Where: 12 E. 1st St., Denver
The Lowdown: For a little culture and a look at some of the art of one young and talented Denver-based street artist, check out Señor Burritos east wall, by the parking lot. Bimmer Torres (aka @bimmer_t) has painted many large scale murals around town that are steeped with dynamic visions of color, layers and usually revolve around a central figure. His attention to detail is breathtaking from far away and up close.
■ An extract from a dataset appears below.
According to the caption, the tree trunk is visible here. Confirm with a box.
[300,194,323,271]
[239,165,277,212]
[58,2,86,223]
Where: 2030 S. Cherokee St., Denver
The Lowdown: The murals on the outside and back patio of Declaration Brewing are pretty damn patriotic and give the place a festive feel all year long. The front murals are titled “Drop Beers not Bombs” and depict exactly what you think they do. On the back patio, artists Pat Milbery and @def3 painted a dedication to America, complete with an Uncle Sam holding a beer and pointing at you, along with an eagle and some majestic mountains. These murals set Declaration Brewing apart from its neighbors because the brewery resides in a warehouse area where all the other buildings are unadorned.
Illegal Pete’s Colfax
Where: 2001 E. Colfax Ave., Denver
The Lowdown: Painted within the last month, the enormous mural on the east side of Illegal Pete’s Colfax is another one of Mike Graves‘ creations. Using his love of character building and the funky personality of Illegal Pete’s, Graves created a piece that’s both wonderfully imaginative and weirdly fitting. Complete with PBR cans and bottles, for the true East Colfax vibes. On the other side from Graves’ mural there are three paintings of a style that can be found at the other eight locations as well.
Cheba Hut Capitol Hill
Where: 638 E. Colfax Ave., Denver
The Lowdown: Weed lovers can rejoice, if they haven’t already, by the “Kindly Toasted on Colfax” mural by Pat McKinney and Pat Milbery on Cheba Hut. There’s not much subtlety in this piece, with overlapping weed leaves in a spectrum of green shades surrounding a central skeletal figure holding a sub and drink from Cheba Hut. And let’s be honest, Cheba Hut is never about subtlety, so this mural compliments their business like a toasted sub compliments a toasted person’s appetite.